# Optimum strategy for a two player number guessing game (Price is right)

Two players are given a range of integers then each takes a turn to guess a number.

If the player guesses incorrectly it will be announced "Higher" or "Lower" and the other player takes their turn.

For a one player version of this game a binary search would be optimum. However in the two player version your opponent gets the information from your guess and can use it immediately. Is there a strategy that will work for this game?

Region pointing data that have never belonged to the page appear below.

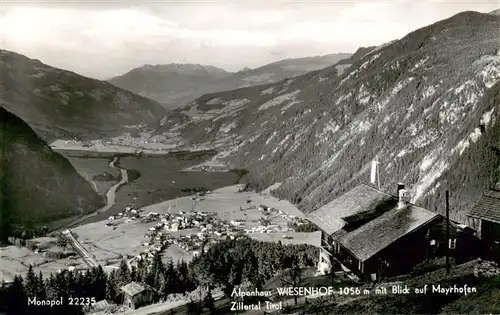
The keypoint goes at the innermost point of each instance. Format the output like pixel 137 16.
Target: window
pixel 452 243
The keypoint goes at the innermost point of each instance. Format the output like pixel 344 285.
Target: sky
pixel 102 39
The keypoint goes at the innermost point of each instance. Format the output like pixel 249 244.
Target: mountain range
pixel 423 106
pixel 59 104
pixel 174 85
pixel 37 185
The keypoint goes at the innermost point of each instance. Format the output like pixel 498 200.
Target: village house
pixel 136 295
pixel 485 218
pixel 375 235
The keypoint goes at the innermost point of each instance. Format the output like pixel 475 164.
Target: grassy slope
pixel 37 184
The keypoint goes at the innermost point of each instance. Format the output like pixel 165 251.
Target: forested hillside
pixel 425 106
pixel 174 85
pixel 36 184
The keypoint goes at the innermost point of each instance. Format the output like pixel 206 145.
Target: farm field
pixel 162 179
pixel 108 243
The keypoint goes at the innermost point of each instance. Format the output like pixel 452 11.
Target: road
pixel 89 260
pixel 110 197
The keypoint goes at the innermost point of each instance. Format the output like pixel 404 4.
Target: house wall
pixel 400 257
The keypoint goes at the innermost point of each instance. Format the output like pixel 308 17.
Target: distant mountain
pixel 175 85
pixel 36 184
pixel 60 104
pixel 425 106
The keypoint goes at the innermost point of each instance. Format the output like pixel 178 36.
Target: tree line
pixel 226 265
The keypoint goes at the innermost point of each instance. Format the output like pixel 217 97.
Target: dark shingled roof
pixel 488 207
pixel 384 230
pixel 133 288
pixel 363 198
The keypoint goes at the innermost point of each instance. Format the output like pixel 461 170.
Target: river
pixel 110 198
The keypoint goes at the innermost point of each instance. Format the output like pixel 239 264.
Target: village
pixel 362 233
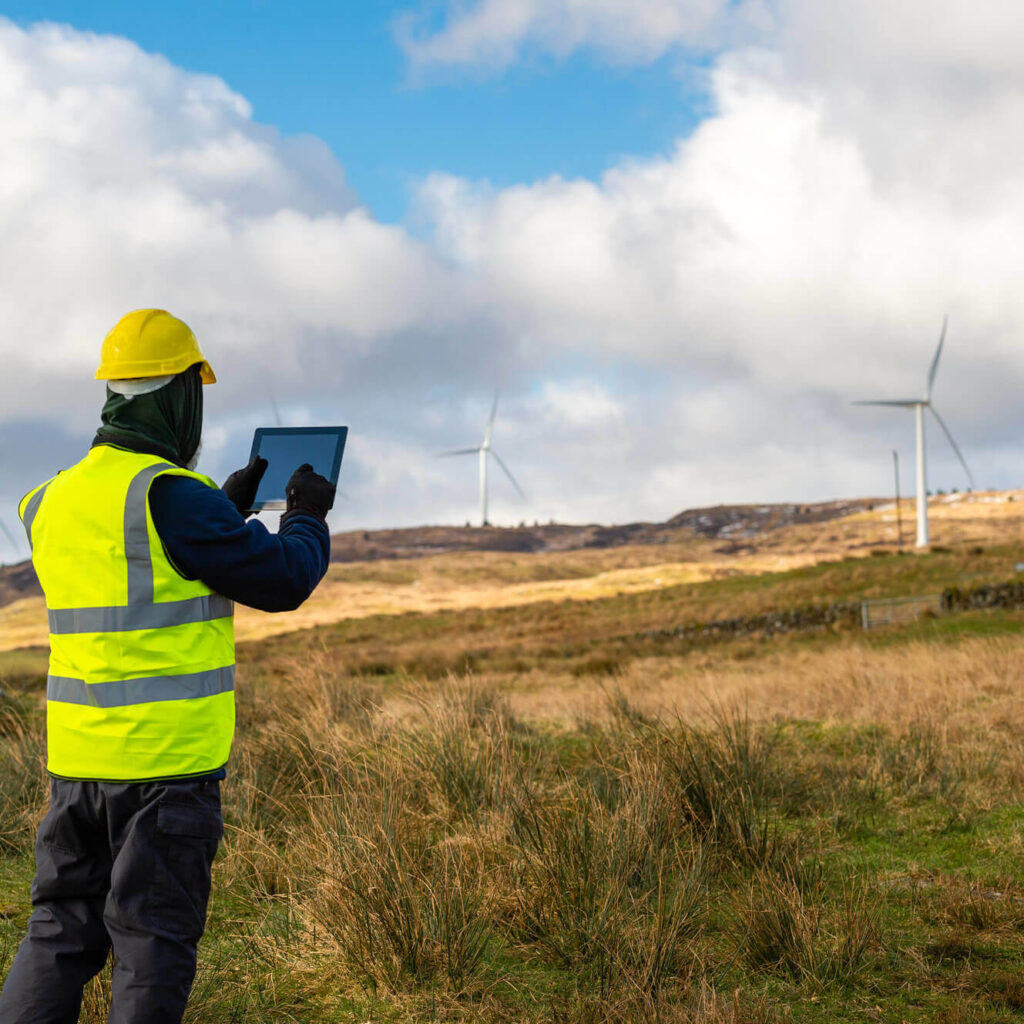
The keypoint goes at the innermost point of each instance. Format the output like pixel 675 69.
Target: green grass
pixel 605 875
pixel 460 863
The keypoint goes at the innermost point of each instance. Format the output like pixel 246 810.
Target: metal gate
pixel 898 610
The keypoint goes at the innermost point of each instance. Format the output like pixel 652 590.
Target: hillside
pixel 722 522
pixel 436 569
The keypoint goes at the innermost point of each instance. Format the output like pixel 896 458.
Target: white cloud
pixel 684 331
pixel 493 34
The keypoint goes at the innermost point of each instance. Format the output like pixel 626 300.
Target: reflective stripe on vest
pixel 133 691
pixel 140 687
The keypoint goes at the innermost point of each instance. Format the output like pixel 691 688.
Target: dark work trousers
pixel 123 865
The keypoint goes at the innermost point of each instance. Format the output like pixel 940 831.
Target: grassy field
pixel 552 811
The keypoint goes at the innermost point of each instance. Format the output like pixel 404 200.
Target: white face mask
pixel 141 385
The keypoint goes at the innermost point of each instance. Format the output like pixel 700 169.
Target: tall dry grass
pixel 436 848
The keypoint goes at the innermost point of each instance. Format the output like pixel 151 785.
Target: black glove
pixel 308 493
pixel 242 485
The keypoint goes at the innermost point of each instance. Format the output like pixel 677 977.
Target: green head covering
pixel 167 422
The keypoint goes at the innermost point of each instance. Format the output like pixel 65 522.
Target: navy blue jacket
pixel 207 539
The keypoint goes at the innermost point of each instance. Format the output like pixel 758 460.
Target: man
pixel 140 558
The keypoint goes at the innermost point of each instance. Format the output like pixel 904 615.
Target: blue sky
pixel 688 330
pixel 335 70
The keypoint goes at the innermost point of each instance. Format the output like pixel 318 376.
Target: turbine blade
pixel 491 422
pixel 949 437
pixel 473 451
pixel 935 361
pixel 900 402
pixel 508 472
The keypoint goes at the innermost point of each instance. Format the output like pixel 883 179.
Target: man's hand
pixel 242 485
pixel 308 493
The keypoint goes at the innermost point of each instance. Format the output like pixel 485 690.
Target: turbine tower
pixel 919 406
pixel 10 537
pixel 482 451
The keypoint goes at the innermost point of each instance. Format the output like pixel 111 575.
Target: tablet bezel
pixel 341 433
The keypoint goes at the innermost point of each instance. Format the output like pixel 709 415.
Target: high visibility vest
pixel 141 674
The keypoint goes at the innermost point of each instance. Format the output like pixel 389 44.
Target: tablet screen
pixel 288 448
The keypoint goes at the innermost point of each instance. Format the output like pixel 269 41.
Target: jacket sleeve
pixel 207 539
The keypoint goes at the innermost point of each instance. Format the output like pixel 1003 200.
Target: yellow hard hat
pixel 151 343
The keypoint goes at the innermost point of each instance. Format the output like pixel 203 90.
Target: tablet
pixel 288 448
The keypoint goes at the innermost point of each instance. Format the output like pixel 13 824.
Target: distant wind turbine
pixel 482 451
pixel 919 406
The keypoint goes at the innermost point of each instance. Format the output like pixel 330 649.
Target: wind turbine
pixel 482 451
pixel 919 406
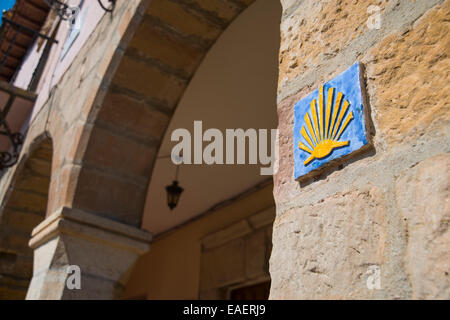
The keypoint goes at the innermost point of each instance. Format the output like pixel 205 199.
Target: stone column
pixel 104 250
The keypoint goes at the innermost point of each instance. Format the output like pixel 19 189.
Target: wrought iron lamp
pixel 65 12
pixel 174 192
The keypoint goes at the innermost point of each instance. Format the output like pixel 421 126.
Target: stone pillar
pixel 104 250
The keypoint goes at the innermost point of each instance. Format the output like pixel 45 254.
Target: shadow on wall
pixel 23 210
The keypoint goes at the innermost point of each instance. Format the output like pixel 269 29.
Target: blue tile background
pixel 349 84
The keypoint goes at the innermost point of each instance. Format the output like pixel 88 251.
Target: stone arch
pixel 144 86
pixel 23 208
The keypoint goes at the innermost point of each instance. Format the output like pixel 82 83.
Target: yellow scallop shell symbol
pixel 326 127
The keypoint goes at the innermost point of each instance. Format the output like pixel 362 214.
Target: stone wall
pixel 236 256
pixel 388 208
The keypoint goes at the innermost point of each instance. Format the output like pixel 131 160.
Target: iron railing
pixel 9 157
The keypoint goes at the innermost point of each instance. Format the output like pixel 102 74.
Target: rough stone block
pixel 422 195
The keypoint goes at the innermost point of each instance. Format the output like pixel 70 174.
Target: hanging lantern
pixel 173 194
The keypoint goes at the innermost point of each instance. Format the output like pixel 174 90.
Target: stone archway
pixel 162 56
pixel 23 210
pixel 111 136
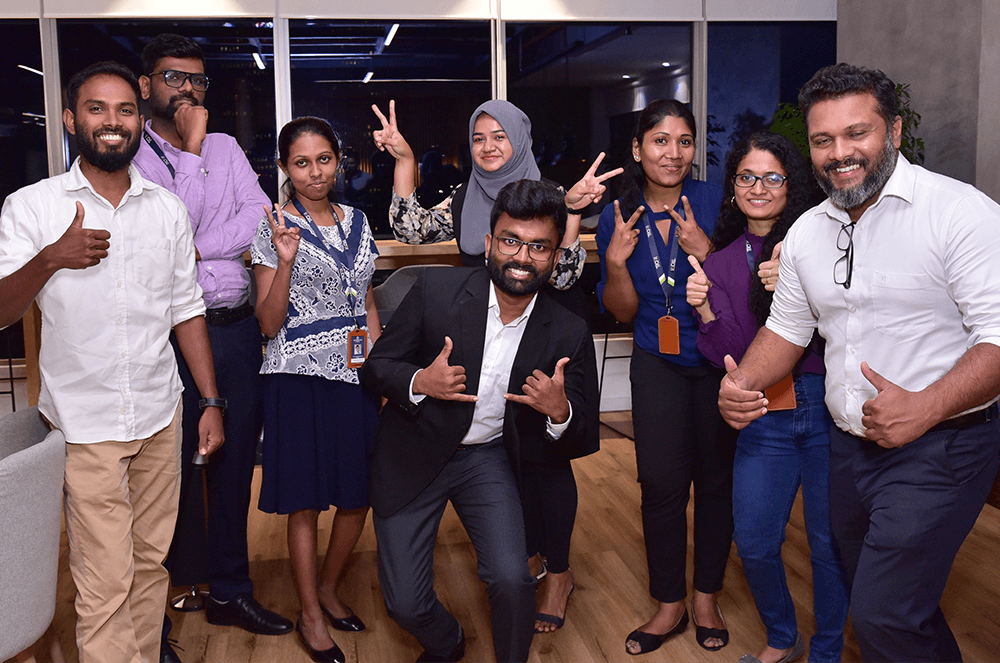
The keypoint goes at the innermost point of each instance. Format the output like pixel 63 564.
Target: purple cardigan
pixel 735 327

• If they guess incorrectly, and the number is known to be "higher", you could simply guess their number +1, and it will hardly give them any new information except one more number to ignore. And the chance that you get it right will be just the same as picking any other number, right? – Simply Beautiful Art Sep 9 '16 at 0:29
• Are you assuming that the correct answer has been chosen uniformly at random from the range? – Eric Wofsey Sep 9 '16 at 0:44
• @EricWofsey yes it is safe to assume that the correct answer has been chosen uniformly at random. – Q the Platypus Sep 9 '16 at 0:45

Let $p_n$ be the probability that the first player can win this game starting with $n$ numbers, assuming both players play optimally. I will prove by induction that $$p_n=\begin{cases} \frac{1}{2} &\text{ if n is even} \\ \frac{n+1}{2n} &\text{ if n is odd.}\end{cases}$$
The base case $n=1$ is trivial: $p_1=1$, since the first player always wins.
Now suppose $n>1$ and we have proven the formula above for $p_k$ for all $k<n$, and now consider the game with $n$ numbers. First, suppose $n$ is odd. Since $p_k\geq 1/2$ for all $k<n$, if the first player doesn't guess correctly, the second player will have at least a $\frac{1}{2}$ chance of winning next. So the best thing the first player can do is ensure that if they are wrong, the remaining interval of numbers has an even number of numbers, so the second player has exactly a $\frac{1}{2}$ chance of winning. The first player can always do this by guessing either the largest or smallest possible number, since if they are wrong there will be $n-1$ numbers left. Using this strategy, the first player has a $\frac{1}{n}$ chance of winning immediately, and a $\frac{1}{2}$ chance of winning if they don't win immediately, giving $$p_n=\frac{1}{n}+\frac{1}{2}\cdot\frac{n-1}{n}=\frac{n+1}{2n}.$$
Now suppose $n$ is even. If the first player guesses the $k$th number in the range, they have a $\frac{1}{n}$ chance of winning immediately. If their guess is too high ($\frac{k-1}{n}$ chance), then they win with probability $1-p_{k-1}$. If their guess is too low ($\frac{n-k}{n}$ chance) they win with probability $1-p_{n-k}$. Of the numbers $k-1$ and $n-k$, one is even and the other is odd; let $a$ be the odd one so $n-a-1$ is the even one. Then the probability of the first player winning in this scenario is $$\frac{1}{n}+\frac{a}{n}(1-p_a)+\frac{n-a-1}{n}(1-p_{n-a-1})=\frac{1}{n}+\frac{a}{n}\cdot\frac{a-1}{2a}+\frac{n-a-1}{2n}=\frac{1}{2}.$$ This doesn't depend on $a$, so all choices of $k$ are equally good and $p_n=\frac{1}{2}$.
From the above proof we can also extract an optimal strategy. If $n$ is odd, you should pick either the highest or the lowest number (actually, any number which splits the range into two ranges of even lengths is equally good). If $n$ is even, it doesn't matter what number you pick.